Cultural shifts have changed norms associated with death in Japan

A delegation from Japan visited Hospice Berlin, of the Advent Welfare Organization (AWW) on May 30, 2018. The Japanese delegation included 15 healthcare professionals, among them physicians, scientists, and managing directors from the nursing and medical sectors. Their intended purpose, they shared, was to get acquainted with the outpatient and inpatient hospice service in Germany.

“When dealing with the prospect of facing death, Germany is vastly superior to us,” said journalist Asakawa Sumikazu, who organized the trip.

She explained that the Japanese are fixed on the idea of dying in a hospital. The 21st-century family is shying away from confronting death in their own homes. The topic of death itself is a taboo. People don’t want to spend a lot of time in terminal care. “The Japanese of today want to have everything as simple as possible,” she said.
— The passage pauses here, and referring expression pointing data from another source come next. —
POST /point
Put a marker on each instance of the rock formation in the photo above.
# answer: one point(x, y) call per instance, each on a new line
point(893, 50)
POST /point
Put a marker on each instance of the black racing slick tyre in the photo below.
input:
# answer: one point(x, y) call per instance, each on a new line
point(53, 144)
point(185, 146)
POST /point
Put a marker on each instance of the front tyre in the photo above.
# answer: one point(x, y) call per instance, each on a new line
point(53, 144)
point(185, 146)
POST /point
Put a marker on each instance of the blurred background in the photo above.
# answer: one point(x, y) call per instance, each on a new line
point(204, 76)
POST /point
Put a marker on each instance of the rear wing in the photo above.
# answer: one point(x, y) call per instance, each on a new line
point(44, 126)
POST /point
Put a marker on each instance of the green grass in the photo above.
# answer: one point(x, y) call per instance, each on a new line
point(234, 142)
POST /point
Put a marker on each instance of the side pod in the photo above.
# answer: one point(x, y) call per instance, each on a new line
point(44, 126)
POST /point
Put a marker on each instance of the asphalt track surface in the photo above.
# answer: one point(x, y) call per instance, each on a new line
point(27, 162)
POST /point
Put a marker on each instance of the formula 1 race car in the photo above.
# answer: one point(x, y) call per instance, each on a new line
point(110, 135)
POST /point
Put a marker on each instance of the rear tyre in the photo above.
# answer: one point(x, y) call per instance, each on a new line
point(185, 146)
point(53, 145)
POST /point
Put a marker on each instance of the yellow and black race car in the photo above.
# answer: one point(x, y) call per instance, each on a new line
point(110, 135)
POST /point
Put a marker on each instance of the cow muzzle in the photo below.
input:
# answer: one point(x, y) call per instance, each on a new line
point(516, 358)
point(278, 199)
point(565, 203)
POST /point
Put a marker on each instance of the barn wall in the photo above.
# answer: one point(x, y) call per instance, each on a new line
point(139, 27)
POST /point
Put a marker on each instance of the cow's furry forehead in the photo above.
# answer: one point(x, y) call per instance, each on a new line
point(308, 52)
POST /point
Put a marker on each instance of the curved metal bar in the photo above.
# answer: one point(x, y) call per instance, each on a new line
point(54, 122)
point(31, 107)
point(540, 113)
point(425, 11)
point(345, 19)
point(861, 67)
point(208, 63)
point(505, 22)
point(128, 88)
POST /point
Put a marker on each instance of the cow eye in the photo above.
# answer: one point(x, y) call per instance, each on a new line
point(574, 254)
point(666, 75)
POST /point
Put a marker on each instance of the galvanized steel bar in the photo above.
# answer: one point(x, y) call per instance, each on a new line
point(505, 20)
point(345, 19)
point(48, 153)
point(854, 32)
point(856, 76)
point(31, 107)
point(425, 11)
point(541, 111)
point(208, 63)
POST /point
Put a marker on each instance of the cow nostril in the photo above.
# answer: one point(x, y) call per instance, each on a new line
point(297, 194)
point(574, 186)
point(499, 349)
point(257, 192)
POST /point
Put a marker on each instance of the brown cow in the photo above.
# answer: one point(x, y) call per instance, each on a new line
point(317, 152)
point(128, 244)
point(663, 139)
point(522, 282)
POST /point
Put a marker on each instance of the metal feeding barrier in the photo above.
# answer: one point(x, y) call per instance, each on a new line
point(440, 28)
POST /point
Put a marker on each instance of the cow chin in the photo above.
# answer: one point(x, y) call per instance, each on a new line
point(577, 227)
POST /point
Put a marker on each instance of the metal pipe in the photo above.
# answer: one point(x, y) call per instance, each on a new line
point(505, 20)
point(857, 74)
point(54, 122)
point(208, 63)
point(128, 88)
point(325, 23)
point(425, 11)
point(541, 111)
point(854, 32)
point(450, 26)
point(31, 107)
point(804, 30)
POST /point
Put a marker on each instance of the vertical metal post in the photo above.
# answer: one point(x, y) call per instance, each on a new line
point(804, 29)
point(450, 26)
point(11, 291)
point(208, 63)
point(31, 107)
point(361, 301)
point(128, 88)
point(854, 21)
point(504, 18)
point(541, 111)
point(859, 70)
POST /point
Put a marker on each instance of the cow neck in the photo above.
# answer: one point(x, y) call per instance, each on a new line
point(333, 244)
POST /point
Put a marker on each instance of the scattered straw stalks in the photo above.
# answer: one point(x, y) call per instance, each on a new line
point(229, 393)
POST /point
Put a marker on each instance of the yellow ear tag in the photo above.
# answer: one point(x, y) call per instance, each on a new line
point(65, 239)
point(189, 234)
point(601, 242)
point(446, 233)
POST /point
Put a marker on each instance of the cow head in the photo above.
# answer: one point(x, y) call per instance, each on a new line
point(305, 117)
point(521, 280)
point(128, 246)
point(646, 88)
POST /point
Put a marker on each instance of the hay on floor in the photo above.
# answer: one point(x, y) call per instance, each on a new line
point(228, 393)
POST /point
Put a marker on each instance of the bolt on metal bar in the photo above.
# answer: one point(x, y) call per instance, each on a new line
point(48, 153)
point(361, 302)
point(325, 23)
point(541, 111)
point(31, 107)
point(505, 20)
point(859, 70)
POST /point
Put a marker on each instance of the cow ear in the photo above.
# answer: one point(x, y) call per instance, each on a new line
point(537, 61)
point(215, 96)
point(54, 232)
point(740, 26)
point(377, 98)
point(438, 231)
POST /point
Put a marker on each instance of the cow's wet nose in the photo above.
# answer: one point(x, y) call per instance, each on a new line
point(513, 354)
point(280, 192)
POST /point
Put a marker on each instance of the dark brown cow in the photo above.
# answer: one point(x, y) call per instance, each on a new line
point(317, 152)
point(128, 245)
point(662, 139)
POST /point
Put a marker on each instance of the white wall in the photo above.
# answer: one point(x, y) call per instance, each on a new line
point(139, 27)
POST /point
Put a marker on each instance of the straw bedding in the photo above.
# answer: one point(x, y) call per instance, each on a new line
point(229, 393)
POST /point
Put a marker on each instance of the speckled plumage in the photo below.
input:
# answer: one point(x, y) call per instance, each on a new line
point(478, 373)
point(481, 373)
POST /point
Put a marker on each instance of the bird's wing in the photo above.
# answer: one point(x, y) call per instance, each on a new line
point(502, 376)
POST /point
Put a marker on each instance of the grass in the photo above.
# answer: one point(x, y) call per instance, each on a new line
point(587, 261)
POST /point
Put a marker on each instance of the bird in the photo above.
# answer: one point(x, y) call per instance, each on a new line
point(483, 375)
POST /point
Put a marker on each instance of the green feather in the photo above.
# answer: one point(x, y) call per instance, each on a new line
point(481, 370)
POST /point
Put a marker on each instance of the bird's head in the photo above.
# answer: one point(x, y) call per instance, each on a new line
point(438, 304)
The mission of the Japanese delegation was to relearn how to help people to die in a comfortable environment, something that was the norm in Japan in the past.

Adventist Hospice Services in Germany

The beginnings of hospice work in the AWW go back 20 years when an outpatient hospice service was established in Berlin. In 2009, in cooperation with an outpatient hospice service in the region, AWW opened “Hospiz Friedensberg” in Lauchhammer (southern Brandenburg) as the first full-time hospice. In 2014 it was followed by “Hospiz am Stadtwald” in Uelzen. The ambulant hospice service of the AWW in Berlin currently works with more than 50 volunteers, under the leadership of coordinator Aristide Proksch.

Advent Welfare Organization

Advent Welfare Organization (AWW) is a non-profit organization which, together with several social institutions and various subsidiary companies, forms the social network of the Seventh-day Adventist Church in Germany. In addition to hospice work, AWW’s facilities include five daycare centers (Berlin, Fürth, Munich, Penzberg, and Bad Aibling), one daycare nursery (Neuburg, Donau), one family center (Penzberg, Bavaria), one addiction counseling and treatment center (Chemnitz), one shelter for homeless women (Leipzig), and one day meeting center for people in need (Freiberg, Saxony). It also includes one contact and counseling center in Schwedt, Oder, one high school with an elementary school (Oranienburg), four retirement homes (Friedensau at Magdeburg, Berlin-Steglitz, Uelzen, Neandertal near Mettmann), four facilities for assisted living and the addiction clinic “Haus Niedersachsen” in Dedelstorf near Gifhorn.

The work of AWW across Germany is supported by about 100 volunteer groups.